Non aveva più neanche le scarpe, Gilles Villeneuve. Quando venne soccorso, poco dopo le 13:52 dell'8 maggio di 42 anni fa, Gilles era scalzo. Riverso a terra, dopo essere stato sbalzato fuori dall'abitacolo della sua Ferrari con il sedile attaccato a sé per quasi 50 metri, l'Aviatore non assomigliava più a se stesso.
L'incidente alla Terlamenbocht, nei minuti finali delle qualifiche del Gran Premio di Zolder, l'ultimo di una vita fatta di rischi, di esagerazioni e coraggio, fu la drammatica conclusione di una carriera, e di una vita, che alla leggenda canadese avrebbe dovuto dare molto di più. Più vittorie, più tempo, più spettacolo per sé e per chi, vedendolo in rosso, non poteva fare altro che amarlo.

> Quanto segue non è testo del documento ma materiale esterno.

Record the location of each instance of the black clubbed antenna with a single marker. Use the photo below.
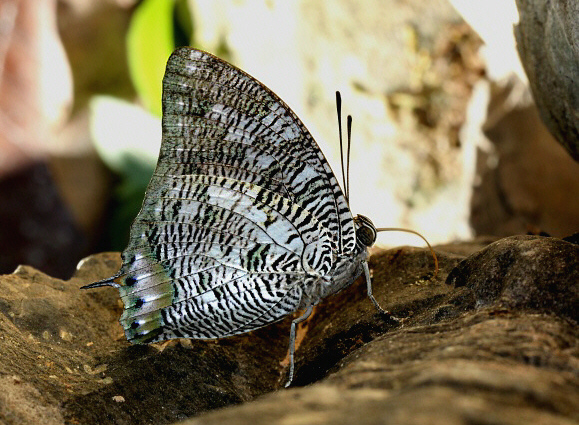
(344, 180)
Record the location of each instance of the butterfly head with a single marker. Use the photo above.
(365, 230)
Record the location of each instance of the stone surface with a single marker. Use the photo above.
(548, 43)
(491, 339)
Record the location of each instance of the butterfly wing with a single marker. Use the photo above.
(241, 214)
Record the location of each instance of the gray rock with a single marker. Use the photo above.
(494, 342)
(548, 43)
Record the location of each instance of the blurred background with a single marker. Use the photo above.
(446, 137)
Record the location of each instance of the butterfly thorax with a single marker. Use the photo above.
(346, 266)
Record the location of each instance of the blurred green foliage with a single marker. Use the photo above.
(156, 28)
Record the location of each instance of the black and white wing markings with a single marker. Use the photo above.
(201, 90)
(220, 223)
(243, 218)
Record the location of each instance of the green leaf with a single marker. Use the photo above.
(149, 44)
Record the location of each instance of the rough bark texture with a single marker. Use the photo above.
(491, 340)
(548, 43)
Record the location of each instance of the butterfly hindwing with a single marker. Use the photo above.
(242, 216)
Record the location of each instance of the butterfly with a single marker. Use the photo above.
(243, 221)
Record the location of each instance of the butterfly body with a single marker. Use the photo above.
(243, 221)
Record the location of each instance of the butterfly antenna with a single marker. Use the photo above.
(339, 110)
(349, 130)
(398, 229)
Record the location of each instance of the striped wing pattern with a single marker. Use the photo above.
(243, 216)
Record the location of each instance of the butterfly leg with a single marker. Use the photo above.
(369, 288)
(292, 345)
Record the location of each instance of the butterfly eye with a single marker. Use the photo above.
(365, 231)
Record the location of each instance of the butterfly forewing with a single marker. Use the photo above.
(242, 216)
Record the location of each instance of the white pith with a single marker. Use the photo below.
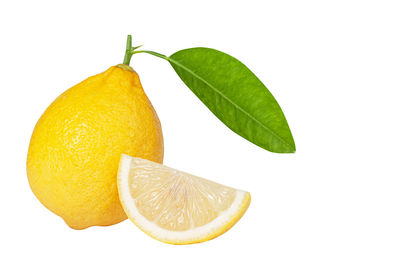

Fin dai primi soccorsi la situazione di Gilles, appena 32enne, apparve tragica. L'impatto al suolo era stato troppo violento e cadendo il pilota abbatté la rete di protezione della curva e in seguito colpì un paletto di sostegno della rete esterna con il collo e la schiena. Per proteggere il canadese privo di sensi dai tifosi arrivati sul posto i commissari e i piloti, compagni e amici di quel pilota sempre sopra le righe, formarono un cordone umano per bloccare l'accesso ai fans, mentre si cercava di nascondere il corpo di Gilles con dei teli neri.
Tra i presenti - visibilmente sconvolto - anche Didier Pironi, compagno di squadra in Ferrari di Villeneuve e suo ormai ex grande amico. Il rapporto tra i due si era rotto, nel più banale dei cliché, in pista poche settimane prime. Su suolo italiano, nel fine settimana di gara di Imola, Pironi vinse il Gran Premio davanti a Gilles, infrangendo un patto, e un codice di lealtà, a cui il canadese era profondamente legato. Da lì le battute con la stampa, gli sguardi mesti sul podio, le incomprensioni. Un muro, quello alzato da Villeneuve nei confronti di Pironi, che la storia vorrà non far cadere mai. Troppo poco tempo, da Imola a Zolder, per smorzare i toni, appianare le incomprensioni. Nessun tempo dopo quell'8 maggio, per sistemare le cose tra i due.
Ma a Gilles quel giorno, steso a terra in attesa di essere trasportato alla clinica di Lovanio dove, poche ore dopo, venne dichiarato clinicamente morto, non mancavano solo le scarpe ai piedi. L'impatto tolse all'Aviatore anche quel casco diventato icona, riconoscibilissimo, nero e rosso come la sua Ferrari.
A raccoglierlo e portarlo via, lontano dai tifosi e da quel massacro di lamiere e rottami, fu proprio l'ex grande amico, ultimo compagno di squadra. Pironi venne immortalato così, in una fotografia che ha fatto la storia di un giorno ormai lontano 42 anni, mentre rientrava ai box con due caschi in mano. Un uomo solo, un pilota solo, due caschi Ferrari da riportare a casa. Lo sguardo, perso lontano, a immaginare - o forse a non volerlo fare - il futuro da quel momento in poi.
L'annuncio, la perdita, il dolore collettivo. La Formula 1 che va avanti, perché anche di questo è fatto il motorsport, e il ricordo. Di una leggenda mai realizzata davvero, mai sufficientemente vittoriosa, di un giorno che compie 42 anni e di uno scatto, crudo e vero, che racconta tutto ciò che c'è da sapere.